An economist, Samuel Caulcrick, said the suspended 15 per cent tariff on imported fuel would have triggered trade wars between Nigeria and other countries.
He also said that the tariff imposition, if implemented, would have also increased the cost of living for Nigerians.
Speaking with The Guardian in Lagos, Caulcrick declared that while tariffs are often introduced to encourage local manufacturing under the import substitution industrialisation (ISI) model, they could also produce significant negative effects if not properly implemented.
He feared that higher import tariffs could lead to increased consumer prices, reduced innovation, limited product choices and the potential for retaliatory trade measures from Nigeria’s trading partners.
The Federal Government, yesterday, suspended the proposed 15 per cent tariff on imported fuel.
Citing a 2019 study on the United States (U.S.) tariffs, which showed that American households paid an additional $3,300 yearly due to tariff-induced price increases, Caulcrick said Nigeria could face similar inflationary pressures if it failed to balance protectionism with global competitiveness.
He noted that protecting “infant industries” without a clear path towards competitiveness could make them complacent and inefficient, trapping the economy in a cycle of dependence on government protection.
He urged the Federal Government to draw lessons from China’s industrial growth model, which he said combined protectionist measures with foreign investment incentives, export-oriented policies, and technological development, not tariffs alone.
He added, “Tariffs are ultimately paid by domestic consumers and businesses. They face higher prices for imported goods and even for locally produced alternatives that no longer have to compete on price.
“China’s economic rise was not built solely on import restrictions. It actively attracted foreign direct investment, built strong supply chains, and created an export-led manufacturing system that guaranteed global competitiveness.”
He also cautioned that Nigeria’s tariff policy should not mirror Donald Trump’s style of trade war tactics, which led to global retaliatory tariffs and disrupted supply chains in the United States.
Instead of relying solely on import tariffs, Caulcrick proposed an alternative consumer credit scheme that would encourage Nigerians to buy locally made products without unduly increasing living costs.

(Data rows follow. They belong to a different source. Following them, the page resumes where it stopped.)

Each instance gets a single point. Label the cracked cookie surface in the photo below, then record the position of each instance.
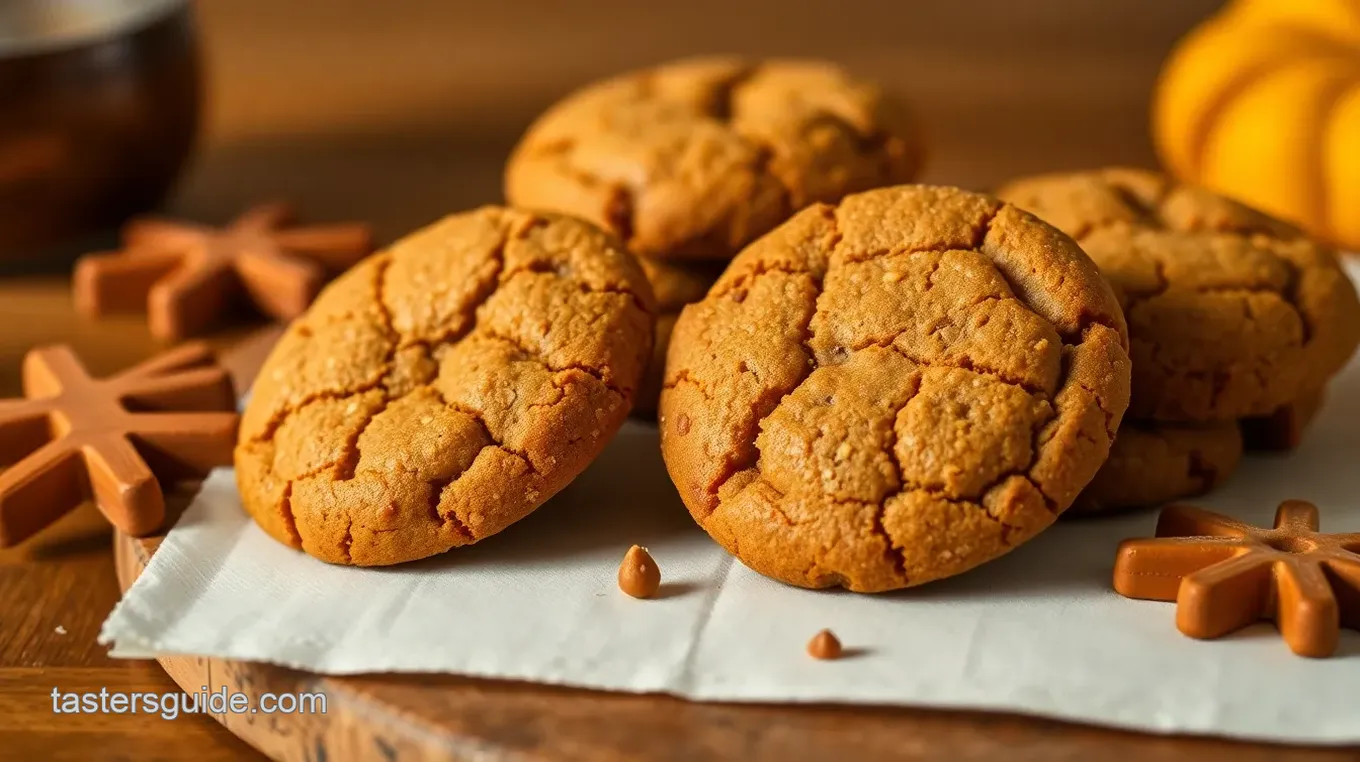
(445, 388)
(1155, 463)
(1231, 313)
(675, 286)
(892, 389)
(697, 158)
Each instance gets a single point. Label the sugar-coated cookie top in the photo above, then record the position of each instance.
(1231, 313)
(445, 387)
(697, 158)
(894, 389)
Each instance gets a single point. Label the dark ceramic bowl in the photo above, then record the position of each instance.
(98, 112)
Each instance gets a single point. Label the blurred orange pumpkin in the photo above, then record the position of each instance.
(1262, 102)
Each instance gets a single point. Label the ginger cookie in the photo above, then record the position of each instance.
(445, 388)
(1155, 463)
(697, 158)
(1231, 313)
(675, 285)
(894, 389)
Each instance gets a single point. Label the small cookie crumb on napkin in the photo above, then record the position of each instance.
(1038, 632)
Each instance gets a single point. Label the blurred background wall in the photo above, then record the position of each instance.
(401, 110)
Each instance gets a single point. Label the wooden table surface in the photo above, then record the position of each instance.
(400, 112)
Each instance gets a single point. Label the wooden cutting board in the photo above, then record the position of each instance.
(441, 717)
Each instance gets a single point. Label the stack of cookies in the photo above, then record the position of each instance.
(857, 383)
(690, 162)
(1236, 321)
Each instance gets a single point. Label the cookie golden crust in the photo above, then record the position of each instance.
(1231, 313)
(675, 285)
(697, 158)
(894, 389)
(1156, 463)
(444, 388)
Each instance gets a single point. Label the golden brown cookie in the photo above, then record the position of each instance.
(1155, 463)
(894, 389)
(675, 285)
(697, 158)
(445, 388)
(1231, 313)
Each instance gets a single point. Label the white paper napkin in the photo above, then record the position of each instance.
(1037, 632)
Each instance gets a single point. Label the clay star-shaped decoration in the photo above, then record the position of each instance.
(78, 437)
(187, 275)
(1226, 574)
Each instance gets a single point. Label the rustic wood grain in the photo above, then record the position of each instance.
(400, 112)
(430, 719)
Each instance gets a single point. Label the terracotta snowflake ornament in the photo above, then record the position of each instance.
(78, 437)
(1226, 574)
(188, 275)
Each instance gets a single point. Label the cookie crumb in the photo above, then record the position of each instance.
(824, 645)
(638, 574)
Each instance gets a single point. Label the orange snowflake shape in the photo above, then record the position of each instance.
(78, 437)
(188, 275)
(1226, 574)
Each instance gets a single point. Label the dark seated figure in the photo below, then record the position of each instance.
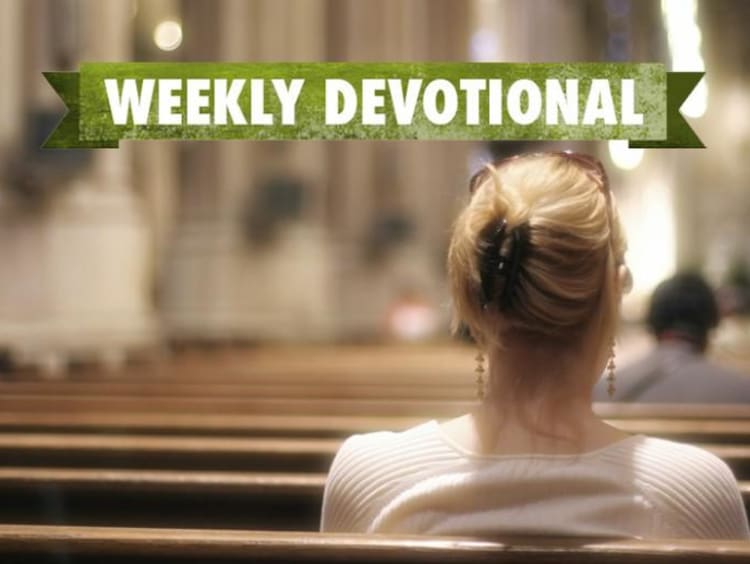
(682, 313)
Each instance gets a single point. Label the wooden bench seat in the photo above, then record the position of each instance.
(86, 545)
(167, 498)
(211, 453)
(97, 420)
(159, 498)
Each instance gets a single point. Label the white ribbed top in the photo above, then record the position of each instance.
(418, 481)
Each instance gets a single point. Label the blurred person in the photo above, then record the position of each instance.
(536, 270)
(682, 313)
(411, 317)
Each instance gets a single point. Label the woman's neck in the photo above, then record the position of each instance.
(540, 399)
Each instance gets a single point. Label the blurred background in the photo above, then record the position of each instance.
(112, 257)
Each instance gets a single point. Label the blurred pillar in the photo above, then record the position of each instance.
(11, 63)
(95, 254)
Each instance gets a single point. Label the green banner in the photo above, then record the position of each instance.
(460, 101)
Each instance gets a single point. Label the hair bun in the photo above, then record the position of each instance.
(501, 263)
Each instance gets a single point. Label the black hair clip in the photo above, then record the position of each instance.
(502, 261)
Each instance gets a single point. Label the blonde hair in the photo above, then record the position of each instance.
(573, 242)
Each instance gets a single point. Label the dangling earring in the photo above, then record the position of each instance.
(611, 371)
(479, 370)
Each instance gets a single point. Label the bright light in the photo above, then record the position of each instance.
(684, 37)
(168, 35)
(623, 156)
(651, 240)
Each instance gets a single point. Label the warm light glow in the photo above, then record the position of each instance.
(684, 37)
(623, 156)
(651, 237)
(168, 35)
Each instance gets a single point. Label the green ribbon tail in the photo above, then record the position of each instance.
(66, 134)
(679, 133)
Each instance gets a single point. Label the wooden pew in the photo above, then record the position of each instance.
(211, 453)
(159, 498)
(167, 452)
(167, 498)
(86, 545)
(721, 430)
(174, 403)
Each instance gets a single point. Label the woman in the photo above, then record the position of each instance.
(536, 267)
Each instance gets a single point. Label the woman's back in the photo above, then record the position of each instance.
(420, 481)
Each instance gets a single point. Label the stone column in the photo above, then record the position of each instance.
(97, 240)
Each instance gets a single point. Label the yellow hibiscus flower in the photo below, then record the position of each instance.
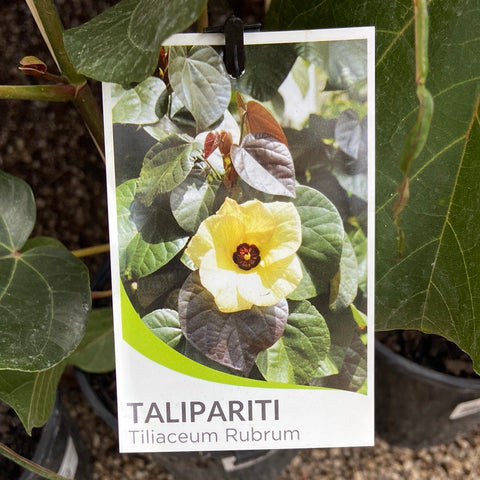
(246, 253)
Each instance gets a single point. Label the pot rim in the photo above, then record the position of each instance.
(425, 372)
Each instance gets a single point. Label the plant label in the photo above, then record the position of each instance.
(242, 227)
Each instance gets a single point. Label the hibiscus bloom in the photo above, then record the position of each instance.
(246, 254)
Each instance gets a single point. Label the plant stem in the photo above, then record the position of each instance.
(95, 250)
(91, 113)
(28, 464)
(103, 294)
(51, 27)
(48, 93)
(418, 134)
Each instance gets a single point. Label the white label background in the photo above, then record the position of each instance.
(323, 418)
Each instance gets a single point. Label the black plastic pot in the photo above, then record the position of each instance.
(417, 407)
(234, 465)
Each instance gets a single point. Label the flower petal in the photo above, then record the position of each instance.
(222, 284)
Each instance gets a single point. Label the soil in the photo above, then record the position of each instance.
(13, 434)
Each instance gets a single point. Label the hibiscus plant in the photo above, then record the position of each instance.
(208, 199)
(225, 255)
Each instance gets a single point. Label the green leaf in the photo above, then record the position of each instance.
(17, 213)
(294, 358)
(432, 288)
(44, 305)
(148, 237)
(137, 105)
(165, 166)
(344, 286)
(165, 325)
(359, 317)
(348, 352)
(192, 201)
(265, 163)
(266, 67)
(31, 395)
(95, 353)
(231, 339)
(347, 63)
(322, 242)
(148, 291)
(360, 246)
(121, 45)
(354, 369)
(198, 76)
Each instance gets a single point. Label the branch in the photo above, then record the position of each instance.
(418, 134)
(28, 464)
(47, 93)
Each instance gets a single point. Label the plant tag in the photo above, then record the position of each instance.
(242, 229)
(465, 409)
(69, 465)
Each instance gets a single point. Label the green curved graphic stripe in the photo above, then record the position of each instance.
(138, 336)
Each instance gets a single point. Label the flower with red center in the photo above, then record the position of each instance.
(246, 253)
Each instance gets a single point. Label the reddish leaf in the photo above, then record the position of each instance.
(257, 118)
(231, 339)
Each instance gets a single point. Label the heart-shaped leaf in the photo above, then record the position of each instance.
(44, 300)
(433, 287)
(121, 45)
(31, 395)
(294, 358)
(165, 166)
(17, 213)
(354, 370)
(44, 289)
(231, 339)
(95, 353)
(165, 325)
(137, 105)
(198, 76)
(192, 202)
(265, 163)
(348, 351)
(148, 237)
(322, 242)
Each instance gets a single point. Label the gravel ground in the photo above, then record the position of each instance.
(48, 147)
(460, 460)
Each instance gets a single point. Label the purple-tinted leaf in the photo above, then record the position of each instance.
(231, 339)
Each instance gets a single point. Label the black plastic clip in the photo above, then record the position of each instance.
(234, 58)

For instance, he opined that a consumer credit scheme that could only be used to purchase local goods would be more innovative and less harmful to the economy.

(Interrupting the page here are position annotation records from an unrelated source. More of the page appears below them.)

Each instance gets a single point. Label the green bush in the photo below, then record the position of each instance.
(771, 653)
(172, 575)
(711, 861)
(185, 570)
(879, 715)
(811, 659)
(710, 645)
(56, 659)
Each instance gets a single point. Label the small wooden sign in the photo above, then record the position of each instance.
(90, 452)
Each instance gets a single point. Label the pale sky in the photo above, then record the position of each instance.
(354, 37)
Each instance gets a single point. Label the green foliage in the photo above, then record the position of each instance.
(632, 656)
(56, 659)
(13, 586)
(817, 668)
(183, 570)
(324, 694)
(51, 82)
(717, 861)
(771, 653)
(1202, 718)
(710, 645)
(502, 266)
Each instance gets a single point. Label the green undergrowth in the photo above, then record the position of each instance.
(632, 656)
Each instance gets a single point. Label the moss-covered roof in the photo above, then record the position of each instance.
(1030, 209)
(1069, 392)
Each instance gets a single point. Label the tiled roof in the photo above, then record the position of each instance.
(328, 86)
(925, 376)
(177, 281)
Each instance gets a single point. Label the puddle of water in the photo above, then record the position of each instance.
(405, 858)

He, however, commended President Bola Tinubu for suspending the 15 per cent import policy on Premium Motor Spirit (PMS) and diesel.
The approval had stirred widespread concern across the oil and gas sector, with operators warning it could raise petrol prices, worsen inflation and increase import costs, even as the government insists the policy aimed to boost local refining and generate revenue.
Tinubu’s approval was conveyed in a letter signed by his Private Secretary, Damilotun Aderemi, following a proposal submitted by the Executive Chairman of the Federal Inland Revenue Service, Zacch Adedeji.
The proposal sought the application of a 15 per cent duty on the cost, insurance, and freight value of imported petrol and diesel to align import costs with domestic market realities.